ORM / DriverDB9 Test ResultsPlanetScale Postgres
Prisma89/89 (100%)Supported
Drizzle75/75 (100%)Supported
SQLAlchemyTested (smoke + e2e)Supported
TypeORM147/150 (98%)Supported
Sequelize87/87 (100%)Supported
Knex97/97 (100%)Supported
GORMTested (smoke + e2e)Supported

Both platforms use pgwire v3 and work with any PostgreSQL-compatible driver (node-postgres, psycopg, pgx, JDBC).

Moving from PlanetScale to DB9 or vice versa uses standard pg_dump / psql workflows. See the Migrate from PlanetScale guide for step-by-step instructions.
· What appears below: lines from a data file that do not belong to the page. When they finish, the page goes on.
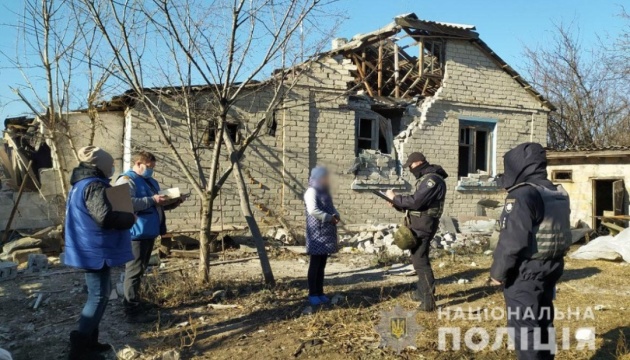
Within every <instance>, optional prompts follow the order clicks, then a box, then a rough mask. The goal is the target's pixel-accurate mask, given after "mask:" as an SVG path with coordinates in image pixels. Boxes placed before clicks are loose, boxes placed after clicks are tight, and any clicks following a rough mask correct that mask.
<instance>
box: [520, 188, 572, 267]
mask: <svg viewBox="0 0 630 360" xmlns="http://www.w3.org/2000/svg"><path fill="white" fill-rule="evenodd" d="M524 185H530V186H532V187H534V189H536V190H537V191H538V193H539V194H540V197H541V198H542V200H543V204H544V208H545V214H544V217H543V220H542V221H541V223H540V224H538V225H537V226H535V227H534V243H533V244H532V245H533V246H530V258H531V259H536V260H549V259H558V258H561V257H563V256H564V255H565V254H566V253H567V251H568V250H569V247H570V246H571V243H572V241H571V221H570V218H569V215H570V214H571V209H570V203H569V194H568V193H567V192H566V190H564V188H563V187H562V185H557V186H556V190H551V189H548V188H546V187H544V186H540V185H537V184H532V183H522V184H519V185H516V186H514V187H512V188H510V189H509V190H508V192H510V191H512V190H514V189H516V188H518V187H521V186H524Z"/></svg>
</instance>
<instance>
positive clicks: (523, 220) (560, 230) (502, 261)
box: [490, 143, 571, 360]
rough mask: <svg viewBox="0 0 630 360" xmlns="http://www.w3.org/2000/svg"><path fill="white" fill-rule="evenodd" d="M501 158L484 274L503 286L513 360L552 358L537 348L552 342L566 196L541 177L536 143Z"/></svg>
mask: <svg viewBox="0 0 630 360" xmlns="http://www.w3.org/2000/svg"><path fill="white" fill-rule="evenodd" d="M503 159H504V171H505V173H504V174H503V175H501V176H498V179H497V183H498V185H499V186H500V187H502V188H504V189H506V190H507V191H508V195H507V198H506V200H505V206H504V209H503V213H502V215H501V219H500V226H501V232H500V236H499V242H498V245H497V248H496V249H495V251H494V259H493V263H492V267H491V269H490V277H491V281H492V283H493V284H495V285H503V286H504V297H505V302H506V306H507V310H508V311H507V316H508V319H507V320H508V329H509V330H510V331H514V335H513V336H514V343H515V347H516V350H517V356H518V359H520V360H523V359H553V357H554V355H553V354H552V352H551V351H549V350H548V349H549V348H546V350H543V349H544V348H545V346H547V344H548V343H549V342H550V341H551V342H552V343H553V342H555V338H550V336H549V328H551V327H553V316H554V313H553V297H554V293H555V291H554V289H555V286H556V282H557V281H558V279H560V276H561V275H562V272H563V269H564V260H563V256H564V254H565V253H566V250H567V249H568V247H569V245H570V241H571V234H570V220H569V214H570V209H569V197H568V195H567V193H566V192H565V191H564V190H563V189H562V187H561V186H559V187H556V186H555V185H554V184H552V183H551V181H549V180H548V179H547V156H546V152H545V149H544V148H543V147H542V145H540V144H537V143H524V144H521V145H518V146H517V147H515V148H514V149H512V150H510V151H508V152H507V153H506V154H505V155H504V157H503ZM535 329H537V330H535ZM538 331H540V332H539V334H540V336H538V335H537V334H538ZM523 337H526V338H525V339H523ZM522 340H523V341H525V343H523V345H524V346H521V344H522V343H521V341H522ZM541 344H542V347H541Z"/></svg>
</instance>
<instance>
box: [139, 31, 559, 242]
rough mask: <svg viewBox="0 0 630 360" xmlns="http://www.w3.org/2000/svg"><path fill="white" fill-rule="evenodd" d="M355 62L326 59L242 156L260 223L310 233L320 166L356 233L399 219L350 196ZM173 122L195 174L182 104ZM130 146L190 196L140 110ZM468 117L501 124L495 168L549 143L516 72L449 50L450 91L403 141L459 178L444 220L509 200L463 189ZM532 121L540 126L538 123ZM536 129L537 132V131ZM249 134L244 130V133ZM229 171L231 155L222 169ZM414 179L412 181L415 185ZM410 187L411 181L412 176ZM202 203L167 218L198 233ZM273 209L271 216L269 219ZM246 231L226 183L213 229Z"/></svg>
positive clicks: (196, 199)
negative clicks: (536, 146) (137, 151)
mask: <svg viewBox="0 0 630 360" xmlns="http://www.w3.org/2000/svg"><path fill="white" fill-rule="evenodd" d="M353 69H354V65H352V64H351V63H350V61H349V60H345V59H323V60H322V61H321V62H319V63H314V64H312V65H311V66H310V68H308V69H305V70H304V71H305V74H304V76H303V77H302V78H300V83H299V86H297V87H295V88H294V89H293V90H292V92H291V94H289V96H287V100H286V101H285V103H284V104H283V106H282V108H281V109H280V110H278V111H277V113H276V121H277V123H278V127H277V131H276V135H275V136H268V135H263V136H261V137H260V138H258V139H257V140H256V141H255V142H254V143H253V144H251V145H250V148H249V150H248V151H247V152H246V154H245V158H244V159H243V162H242V164H243V168H244V173H245V176H246V179H247V180H248V182H249V187H250V197H251V201H252V204H253V208H254V211H255V215H256V217H257V219H258V220H259V222H260V223H261V225H262V226H263V227H264V226H265V225H272V224H276V223H277V219H276V217H277V216H281V217H282V218H284V219H285V220H286V221H288V222H290V223H291V224H292V225H294V226H296V227H298V228H302V227H303V222H304V205H303V201H302V194H303V193H304V191H305V189H306V186H307V183H308V174H309V170H310V169H311V168H312V167H314V166H315V165H317V164H320V165H325V166H328V167H330V169H331V171H332V173H333V182H334V184H335V187H334V189H333V193H334V200H335V203H336V206H337V207H338V209H339V211H340V212H341V215H342V218H343V219H344V221H345V223H346V226H347V228H348V229H351V228H353V225H361V224H366V223H375V222H394V221H399V220H400V215H399V214H398V213H396V212H395V211H393V210H392V209H391V208H389V207H388V206H386V205H385V204H384V203H383V202H382V201H380V200H379V199H377V198H376V197H375V196H374V195H372V194H370V193H369V192H357V191H353V190H351V189H350V185H351V184H352V181H353V180H354V175H352V174H347V170H348V169H349V168H350V167H351V166H352V164H353V162H354V159H355V146H356V140H355V126H356V116H355V111H354V110H352V108H351V107H350V106H349V105H348V99H347V96H346V94H345V93H344V92H345V89H346V88H347V83H348V82H350V81H352V80H353V78H352V77H351V76H350V71H351V70H353ZM268 97H269V95H268V94H266V93H265V92H260V91H259V92H255V93H252V94H251V95H250V96H247V97H246V98H244V99H242V100H241V102H239V104H237V106H236V107H235V110H234V114H233V116H235V117H238V118H239V119H241V120H243V121H244V128H247V129H251V127H252V126H253V123H254V122H255V121H256V120H257V119H259V118H260V117H261V116H262V115H263V114H262V111H263V110H264V109H265V108H266V104H267V103H268V101H269V99H268ZM160 103H161V106H163V107H164V109H165V112H166V114H167V115H166V117H165V119H164V121H166V122H167V123H169V124H170V134H171V137H172V138H173V139H174V143H175V145H176V146H177V148H178V149H180V151H181V153H182V154H183V158H184V161H185V162H186V163H187V165H188V166H189V167H190V168H191V169H195V166H194V163H193V161H192V156H190V152H189V150H188V149H189V144H188V142H187V139H186V136H184V135H185V126H184V124H183V122H182V119H183V114H181V113H180V112H179V110H177V105H176V104H172V103H169V102H168V101H161V102H160ZM131 115H132V119H133V120H132V121H133V127H132V130H131V131H132V133H131V138H132V147H134V148H136V149H139V148H143V149H146V150H149V151H152V152H154V153H155V154H156V155H157V156H158V168H157V169H156V178H157V179H158V181H160V182H161V183H162V185H163V187H175V186H177V187H180V188H181V189H182V191H183V192H188V191H190V190H191V188H190V186H189V184H188V181H187V180H186V179H185V177H184V176H183V175H182V173H181V171H180V169H179V167H178V165H177V164H176V163H175V162H174V161H173V158H172V155H171V153H170V151H169V150H168V149H166V147H165V146H164V145H163V144H161V143H160V141H159V135H158V133H157V130H156V128H155V125H154V123H153V121H151V120H150V119H147V117H146V114H145V113H144V112H143V111H142V110H141V109H138V108H136V109H132V113H131ZM461 119H486V120H492V121H495V122H496V132H495V133H496V136H497V147H496V153H497V164H496V165H497V171H498V172H501V171H502V163H501V155H502V154H503V153H505V152H506V151H507V150H509V149H510V148H512V147H514V146H515V145H517V144H519V143H521V142H524V141H529V140H530V139H532V140H534V141H538V142H541V143H543V144H544V143H545V142H546V140H545V139H546V126H547V111H546V110H545V109H543V108H542V107H541V105H540V103H539V102H537V101H536V100H535V99H534V98H533V97H532V96H531V95H530V94H529V93H527V92H526V91H525V90H524V89H523V88H522V87H521V86H520V85H519V84H518V83H516V82H515V81H514V80H513V79H512V78H511V76H510V75H508V74H507V73H505V72H504V71H503V70H502V69H500V68H499V67H498V66H497V65H496V64H495V63H494V62H493V61H492V60H491V59H490V58H489V57H487V56H486V55H485V54H483V53H482V52H481V51H480V50H479V49H478V48H476V47H475V46H474V45H472V44H470V43H468V42H464V41H461V42H460V41H450V42H449V43H448V44H447V62H446V75H445V78H444V81H443V87H442V88H441V89H440V90H439V91H438V93H437V94H436V95H435V96H434V97H433V98H432V99H428V100H427V101H425V103H423V104H422V105H420V106H418V107H414V106H412V107H409V108H408V109H407V111H406V114H405V118H404V119H403V120H404V123H406V124H409V125H408V130H407V131H405V132H404V136H401V137H400V138H399V139H398V140H397V144H396V148H397V149H398V150H399V153H400V155H401V156H402V157H404V156H405V155H406V154H408V153H410V152H412V151H422V152H424V153H425V155H426V156H427V158H428V159H429V161H431V162H433V163H437V164H441V165H442V166H444V168H445V170H446V171H447V172H448V173H450V174H451V176H450V177H449V178H448V181H447V184H448V187H449V194H448V198H447V203H446V205H447V206H446V213H447V214H449V215H452V216H458V215H471V214H474V213H475V211H476V208H477V201H479V200H481V199H495V200H502V199H503V197H504V195H505V194H504V193H503V192H502V191H492V192H486V191H483V192H482V191H458V190H456V187H457V163H458V151H459V148H458V134H459V121H460V120H461ZM532 120H533V126H532ZM532 129H533V132H532ZM243 130H244V129H241V131H243ZM210 153H211V149H206V150H203V153H202V157H203V159H204V161H203V164H202V166H203V168H204V169H205V170H206V171H207V170H208V167H209V161H210ZM227 166H229V165H228V163H227V161H226V159H225V157H223V159H222V161H221V167H222V169H226V167H227ZM408 176H409V175H408V174H404V177H405V179H408ZM408 180H411V179H408ZM199 206H200V200H199V199H198V198H197V195H196V194H194V193H193V195H192V197H191V199H190V200H189V201H188V202H187V203H185V204H184V205H182V206H181V207H180V208H179V209H177V210H175V211H173V212H171V213H170V214H169V215H168V219H169V220H168V223H169V226H170V227H171V229H180V230H183V229H197V228H198V226H199ZM267 209H270V210H271V211H272V212H271V213H269V212H268V211H267ZM222 222H223V223H224V224H243V223H244V221H243V220H242V216H241V214H240V208H239V203H238V196H237V193H236V190H235V187H234V184H233V182H232V179H231V178H230V180H229V181H228V182H227V183H226V184H225V186H224V187H223V189H222V191H221V195H220V197H219V198H217V201H216V202H215V216H214V218H213V223H214V224H221V223H222Z"/></svg>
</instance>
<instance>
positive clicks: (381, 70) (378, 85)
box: [377, 41, 383, 96]
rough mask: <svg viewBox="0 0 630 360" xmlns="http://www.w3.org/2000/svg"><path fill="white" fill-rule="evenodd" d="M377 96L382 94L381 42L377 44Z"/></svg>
mask: <svg viewBox="0 0 630 360" xmlns="http://www.w3.org/2000/svg"><path fill="white" fill-rule="evenodd" d="M377 68H378V96H381V95H382V92H383V42H382V41H381V43H380V44H378V67H377Z"/></svg>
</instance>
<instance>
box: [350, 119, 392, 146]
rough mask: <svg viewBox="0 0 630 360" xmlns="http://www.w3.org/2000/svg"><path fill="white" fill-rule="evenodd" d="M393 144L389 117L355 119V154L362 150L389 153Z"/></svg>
mask: <svg viewBox="0 0 630 360" xmlns="http://www.w3.org/2000/svg"><path fill="white" fill-rule="evenodd" d="M392 144H393V135H392V125H391V121H390V120H389V119H385V118H381V119H374V118H359V119H358V121H357V155H358V154H359V153H361V151H362V150H378V151H380V152H381V153H383V154H390V153H391V149H392Z"/></svg>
Key migration considerations:

  • PlanetScale runs standard PostgreSQL v17; DB9 runs a custom engine — test query compatibility before migrating
  • DB9 does not support LISTEN/NOTIFY or SERIALIZABLE isolation
  • DB9 connection strings use a different format (tenant_id.role@host:5433/postgres)
  • Extensions not in DB9’s built-in set will not be available
  • PlanetScale does not include DB9’s application-layer extensions (HTTP, file system, native embeddings)

DB9 is the better choice when you need instant database provisioning, AI agent integration, or application-layer SQL extensions (HTTP, files, native embeddings). It excels at multi-tenant patterns where each user or agent gets their own database, and its free anonymous tier removes friction for prototyping.

PlanetScale is the better choice when you need production-grade high availability, read replicas, connection pooling, or full PostgreSQL feature compatibility. It excels at operational reliability with its three-AZ default deployment and standard PostgreSQL v17 engine.

Both platforms are PostgreSQL-compatible and work with standard ORMs, drivers, and SQL. Neither supports scale-to-zero. The right choice depends on whether your priority is developer experience and AI-native features (DB9) or operational reliability and PostgreSQL completeness (PlanetScale).